If they want to bring back attendance, they easily could through lower prices, and to everyone who scoffs at how bad the parks are currently…
The parks are far more enjoyable now than they were pre-covid. Not even close. People are willing to pay a premium for that, but there’s also a limit. Simple supply and demand. This is a fundamental disagreement, because most on here decry that the parks are now terrible.
Obviously, it’s difficult because they aren’t adding new draws in the short term, but I’m very curious to see how Epic performs in 25’ and beyond.
Pricing is THE reason the parks are decreasing in attendance coupled with larger economic trends.
We’ll see this weekend, but there’s only three directions they can really go from here:
1) Do nothing because revenue is down so don’t add more costs
2) Spend a lot to bring new draws and improve parks to sustain increased prices
3) Spend a lot to add capacity which brings new guests while enabling the parks to absorb crowds associated with more sustainable pricing
2 and 3 obviously have a lot of overlap, but there’s a difference between retheming Buzz to Wreck it Ralph or adding an attractive low capacity ride vs adding a new land with people-eating attractions.
I personally think sky-high prices are silly because it excludes a lot of people, and there’s a feedback loop in the parks.
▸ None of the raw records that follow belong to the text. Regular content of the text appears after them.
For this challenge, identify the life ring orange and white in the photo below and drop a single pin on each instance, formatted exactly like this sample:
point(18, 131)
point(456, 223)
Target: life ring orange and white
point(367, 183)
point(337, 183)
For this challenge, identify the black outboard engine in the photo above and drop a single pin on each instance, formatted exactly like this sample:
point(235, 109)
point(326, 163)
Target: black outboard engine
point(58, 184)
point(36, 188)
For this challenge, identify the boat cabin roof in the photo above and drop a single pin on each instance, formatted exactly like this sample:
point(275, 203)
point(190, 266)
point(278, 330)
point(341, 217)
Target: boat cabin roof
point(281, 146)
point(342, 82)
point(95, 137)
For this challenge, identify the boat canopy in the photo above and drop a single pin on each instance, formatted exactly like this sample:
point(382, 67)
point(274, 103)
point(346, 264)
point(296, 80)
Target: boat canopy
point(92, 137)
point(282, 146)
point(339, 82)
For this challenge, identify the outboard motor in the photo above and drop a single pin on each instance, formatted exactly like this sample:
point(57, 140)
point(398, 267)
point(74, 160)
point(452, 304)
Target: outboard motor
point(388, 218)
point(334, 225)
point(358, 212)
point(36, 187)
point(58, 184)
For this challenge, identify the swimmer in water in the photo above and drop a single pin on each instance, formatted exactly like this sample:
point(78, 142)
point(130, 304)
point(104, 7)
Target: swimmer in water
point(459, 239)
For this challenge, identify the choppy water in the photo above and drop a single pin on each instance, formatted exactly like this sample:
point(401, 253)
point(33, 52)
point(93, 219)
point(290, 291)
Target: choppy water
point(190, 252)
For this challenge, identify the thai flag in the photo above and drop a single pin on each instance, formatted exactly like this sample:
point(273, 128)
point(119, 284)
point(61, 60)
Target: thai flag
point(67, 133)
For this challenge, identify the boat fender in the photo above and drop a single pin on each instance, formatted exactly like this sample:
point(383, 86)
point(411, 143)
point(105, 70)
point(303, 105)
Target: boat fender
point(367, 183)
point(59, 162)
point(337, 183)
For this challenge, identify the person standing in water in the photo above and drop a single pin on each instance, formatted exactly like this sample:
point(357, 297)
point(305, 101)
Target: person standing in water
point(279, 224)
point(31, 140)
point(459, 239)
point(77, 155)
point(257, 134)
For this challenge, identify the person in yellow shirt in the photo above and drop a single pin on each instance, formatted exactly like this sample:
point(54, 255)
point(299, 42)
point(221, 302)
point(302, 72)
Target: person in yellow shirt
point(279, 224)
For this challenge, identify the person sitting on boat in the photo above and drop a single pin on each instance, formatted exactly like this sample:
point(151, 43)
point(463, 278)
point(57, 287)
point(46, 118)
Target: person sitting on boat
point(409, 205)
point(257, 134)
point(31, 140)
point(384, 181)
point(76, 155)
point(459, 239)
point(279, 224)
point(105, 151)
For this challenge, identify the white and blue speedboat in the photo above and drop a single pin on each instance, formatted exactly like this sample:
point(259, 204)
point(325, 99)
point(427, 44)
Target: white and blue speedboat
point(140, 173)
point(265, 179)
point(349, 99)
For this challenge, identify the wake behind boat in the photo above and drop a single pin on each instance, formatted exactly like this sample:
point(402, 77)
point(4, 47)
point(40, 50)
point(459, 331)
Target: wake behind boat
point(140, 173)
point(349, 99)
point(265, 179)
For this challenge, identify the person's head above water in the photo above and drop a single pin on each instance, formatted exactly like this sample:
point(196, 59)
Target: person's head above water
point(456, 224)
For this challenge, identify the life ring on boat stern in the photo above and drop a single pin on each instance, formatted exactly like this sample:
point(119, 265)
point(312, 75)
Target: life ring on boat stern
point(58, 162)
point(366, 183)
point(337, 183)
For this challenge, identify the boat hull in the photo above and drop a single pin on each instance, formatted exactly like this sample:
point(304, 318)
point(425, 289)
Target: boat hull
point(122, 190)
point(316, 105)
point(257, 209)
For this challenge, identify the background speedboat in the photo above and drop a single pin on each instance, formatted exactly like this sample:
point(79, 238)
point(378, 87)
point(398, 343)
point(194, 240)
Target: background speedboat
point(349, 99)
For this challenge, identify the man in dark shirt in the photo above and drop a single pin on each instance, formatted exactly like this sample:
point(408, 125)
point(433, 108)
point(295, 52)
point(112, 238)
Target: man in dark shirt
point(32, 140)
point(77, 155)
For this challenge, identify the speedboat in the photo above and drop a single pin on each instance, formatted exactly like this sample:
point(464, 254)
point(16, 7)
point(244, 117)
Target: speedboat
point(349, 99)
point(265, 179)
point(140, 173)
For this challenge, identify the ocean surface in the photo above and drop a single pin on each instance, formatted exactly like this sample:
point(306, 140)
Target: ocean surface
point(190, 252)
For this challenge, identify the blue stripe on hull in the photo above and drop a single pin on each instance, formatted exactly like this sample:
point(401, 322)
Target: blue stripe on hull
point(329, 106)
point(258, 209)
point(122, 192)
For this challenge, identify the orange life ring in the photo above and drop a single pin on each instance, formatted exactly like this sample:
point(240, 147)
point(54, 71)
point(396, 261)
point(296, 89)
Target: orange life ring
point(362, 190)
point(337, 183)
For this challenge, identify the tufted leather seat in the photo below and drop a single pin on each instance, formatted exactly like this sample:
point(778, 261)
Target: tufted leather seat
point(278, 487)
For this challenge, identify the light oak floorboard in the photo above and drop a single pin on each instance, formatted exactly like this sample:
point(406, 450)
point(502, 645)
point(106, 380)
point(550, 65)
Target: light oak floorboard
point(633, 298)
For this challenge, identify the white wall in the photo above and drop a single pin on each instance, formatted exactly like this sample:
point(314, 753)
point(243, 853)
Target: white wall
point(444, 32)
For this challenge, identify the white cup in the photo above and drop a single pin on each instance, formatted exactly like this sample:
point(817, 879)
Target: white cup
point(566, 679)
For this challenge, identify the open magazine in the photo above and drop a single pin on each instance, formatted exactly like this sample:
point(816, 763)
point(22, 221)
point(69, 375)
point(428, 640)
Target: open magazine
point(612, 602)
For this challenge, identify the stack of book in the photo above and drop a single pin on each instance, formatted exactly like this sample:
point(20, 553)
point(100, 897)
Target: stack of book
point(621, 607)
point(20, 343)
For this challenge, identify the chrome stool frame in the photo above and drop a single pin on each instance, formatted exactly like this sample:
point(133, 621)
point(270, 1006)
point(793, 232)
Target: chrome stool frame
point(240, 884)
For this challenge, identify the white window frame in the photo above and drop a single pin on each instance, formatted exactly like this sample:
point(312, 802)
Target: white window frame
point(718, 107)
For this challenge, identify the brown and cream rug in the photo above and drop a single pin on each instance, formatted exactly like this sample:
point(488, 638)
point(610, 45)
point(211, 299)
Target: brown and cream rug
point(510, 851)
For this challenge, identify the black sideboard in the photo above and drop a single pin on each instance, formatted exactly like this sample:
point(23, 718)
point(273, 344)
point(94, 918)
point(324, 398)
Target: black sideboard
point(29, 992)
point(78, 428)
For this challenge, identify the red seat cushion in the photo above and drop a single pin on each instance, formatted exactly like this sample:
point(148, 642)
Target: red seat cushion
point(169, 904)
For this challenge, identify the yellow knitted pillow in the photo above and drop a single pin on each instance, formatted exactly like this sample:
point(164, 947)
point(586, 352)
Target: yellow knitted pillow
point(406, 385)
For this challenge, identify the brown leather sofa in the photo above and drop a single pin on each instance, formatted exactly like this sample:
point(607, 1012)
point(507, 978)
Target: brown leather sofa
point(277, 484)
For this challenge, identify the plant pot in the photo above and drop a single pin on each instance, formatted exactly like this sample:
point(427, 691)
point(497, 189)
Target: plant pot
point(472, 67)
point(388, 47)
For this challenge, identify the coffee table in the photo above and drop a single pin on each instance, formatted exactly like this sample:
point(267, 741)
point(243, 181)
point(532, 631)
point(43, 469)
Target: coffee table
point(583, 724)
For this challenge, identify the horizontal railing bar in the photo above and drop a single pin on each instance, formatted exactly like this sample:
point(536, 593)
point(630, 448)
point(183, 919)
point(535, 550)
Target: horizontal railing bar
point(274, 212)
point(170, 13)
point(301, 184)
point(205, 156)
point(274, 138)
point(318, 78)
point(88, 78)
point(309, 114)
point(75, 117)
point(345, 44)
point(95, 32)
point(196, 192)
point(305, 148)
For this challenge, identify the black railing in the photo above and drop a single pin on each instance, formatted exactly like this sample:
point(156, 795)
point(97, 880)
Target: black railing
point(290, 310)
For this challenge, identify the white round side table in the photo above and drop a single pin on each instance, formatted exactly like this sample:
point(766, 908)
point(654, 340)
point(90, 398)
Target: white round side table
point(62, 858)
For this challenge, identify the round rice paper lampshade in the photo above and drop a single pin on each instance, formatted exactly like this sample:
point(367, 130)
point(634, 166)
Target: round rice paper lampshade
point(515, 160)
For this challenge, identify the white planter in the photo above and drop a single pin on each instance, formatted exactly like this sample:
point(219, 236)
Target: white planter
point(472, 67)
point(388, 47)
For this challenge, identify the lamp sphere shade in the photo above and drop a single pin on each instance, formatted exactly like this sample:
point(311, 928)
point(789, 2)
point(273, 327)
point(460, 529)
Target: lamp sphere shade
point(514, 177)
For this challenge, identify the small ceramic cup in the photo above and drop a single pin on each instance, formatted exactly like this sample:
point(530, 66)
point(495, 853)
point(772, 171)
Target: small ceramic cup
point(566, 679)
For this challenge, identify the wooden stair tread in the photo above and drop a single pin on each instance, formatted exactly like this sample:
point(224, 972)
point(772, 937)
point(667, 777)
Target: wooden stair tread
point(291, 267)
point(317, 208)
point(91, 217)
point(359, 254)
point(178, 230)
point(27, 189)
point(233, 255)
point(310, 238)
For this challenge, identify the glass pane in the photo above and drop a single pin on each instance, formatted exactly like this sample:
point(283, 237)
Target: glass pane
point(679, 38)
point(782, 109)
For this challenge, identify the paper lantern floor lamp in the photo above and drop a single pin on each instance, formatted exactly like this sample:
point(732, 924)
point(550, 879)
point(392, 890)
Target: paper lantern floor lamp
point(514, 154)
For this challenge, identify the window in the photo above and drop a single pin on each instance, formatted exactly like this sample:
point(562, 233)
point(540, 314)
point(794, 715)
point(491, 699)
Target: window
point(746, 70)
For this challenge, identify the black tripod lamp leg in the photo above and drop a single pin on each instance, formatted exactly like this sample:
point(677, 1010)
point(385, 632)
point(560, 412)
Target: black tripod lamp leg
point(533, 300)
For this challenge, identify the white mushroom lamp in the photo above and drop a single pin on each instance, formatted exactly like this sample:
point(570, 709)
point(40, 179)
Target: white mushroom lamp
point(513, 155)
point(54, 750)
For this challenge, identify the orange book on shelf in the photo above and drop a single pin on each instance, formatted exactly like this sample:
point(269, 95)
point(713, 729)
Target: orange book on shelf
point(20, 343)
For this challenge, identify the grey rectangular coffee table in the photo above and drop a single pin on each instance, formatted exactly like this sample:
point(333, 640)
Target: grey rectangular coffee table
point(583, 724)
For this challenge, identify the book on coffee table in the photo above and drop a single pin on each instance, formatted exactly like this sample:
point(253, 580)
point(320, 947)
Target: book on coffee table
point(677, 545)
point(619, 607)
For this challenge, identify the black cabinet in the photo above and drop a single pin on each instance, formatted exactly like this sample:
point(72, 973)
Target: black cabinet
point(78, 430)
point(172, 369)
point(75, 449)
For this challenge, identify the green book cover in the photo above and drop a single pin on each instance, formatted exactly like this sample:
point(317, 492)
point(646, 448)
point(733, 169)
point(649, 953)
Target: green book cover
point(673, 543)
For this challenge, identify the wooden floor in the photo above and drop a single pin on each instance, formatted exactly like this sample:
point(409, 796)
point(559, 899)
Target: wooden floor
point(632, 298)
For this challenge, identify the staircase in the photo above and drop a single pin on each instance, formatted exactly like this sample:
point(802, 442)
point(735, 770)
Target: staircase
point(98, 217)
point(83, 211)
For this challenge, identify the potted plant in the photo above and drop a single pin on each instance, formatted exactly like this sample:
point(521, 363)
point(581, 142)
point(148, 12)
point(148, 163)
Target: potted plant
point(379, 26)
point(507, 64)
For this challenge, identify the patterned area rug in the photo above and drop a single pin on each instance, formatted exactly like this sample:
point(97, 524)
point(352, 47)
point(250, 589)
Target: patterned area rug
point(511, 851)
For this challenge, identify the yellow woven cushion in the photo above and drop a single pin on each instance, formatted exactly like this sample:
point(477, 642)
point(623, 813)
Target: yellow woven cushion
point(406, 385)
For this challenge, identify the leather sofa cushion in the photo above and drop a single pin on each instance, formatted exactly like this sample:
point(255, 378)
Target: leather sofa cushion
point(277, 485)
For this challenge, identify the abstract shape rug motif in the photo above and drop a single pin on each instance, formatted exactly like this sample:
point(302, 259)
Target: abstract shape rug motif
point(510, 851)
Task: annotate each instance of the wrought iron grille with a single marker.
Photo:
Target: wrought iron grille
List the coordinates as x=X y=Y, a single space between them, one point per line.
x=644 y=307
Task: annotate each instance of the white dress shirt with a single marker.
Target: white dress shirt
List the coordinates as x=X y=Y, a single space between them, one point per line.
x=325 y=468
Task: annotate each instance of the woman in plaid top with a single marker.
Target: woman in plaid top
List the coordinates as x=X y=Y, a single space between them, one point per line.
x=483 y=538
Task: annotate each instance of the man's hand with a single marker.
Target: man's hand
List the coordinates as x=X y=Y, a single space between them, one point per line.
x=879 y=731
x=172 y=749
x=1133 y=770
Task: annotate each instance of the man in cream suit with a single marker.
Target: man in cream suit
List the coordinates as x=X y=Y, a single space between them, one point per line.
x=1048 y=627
People who go to the parks go to the theater, they buy merch at home, they bring their friends and get them hooked in the eco-system, etc.
So I think there’s long-term value in a lower cost of attendance, but part of the issue is the parks physically are not built to sustain that.
California’s parks are better built for that, but DCA has ridiculous lines for rides like Monster’s Inc (largely spurred by Genie+), so it’s very difficult to employ that strategy there, especially since the hotel limitations also make it more difficult.
I’ve seen very few Disney promotions/ads compared to pre-pandemic levels. They’ve largely been coasting, which we can all agree is bad, but regardless, you don’t need an MBA or 10 hours a day on WDWMagic to understand their growth/pricing strategies were unsustainable, so the victory lap is silly.
What matters is how they proceed this weekend.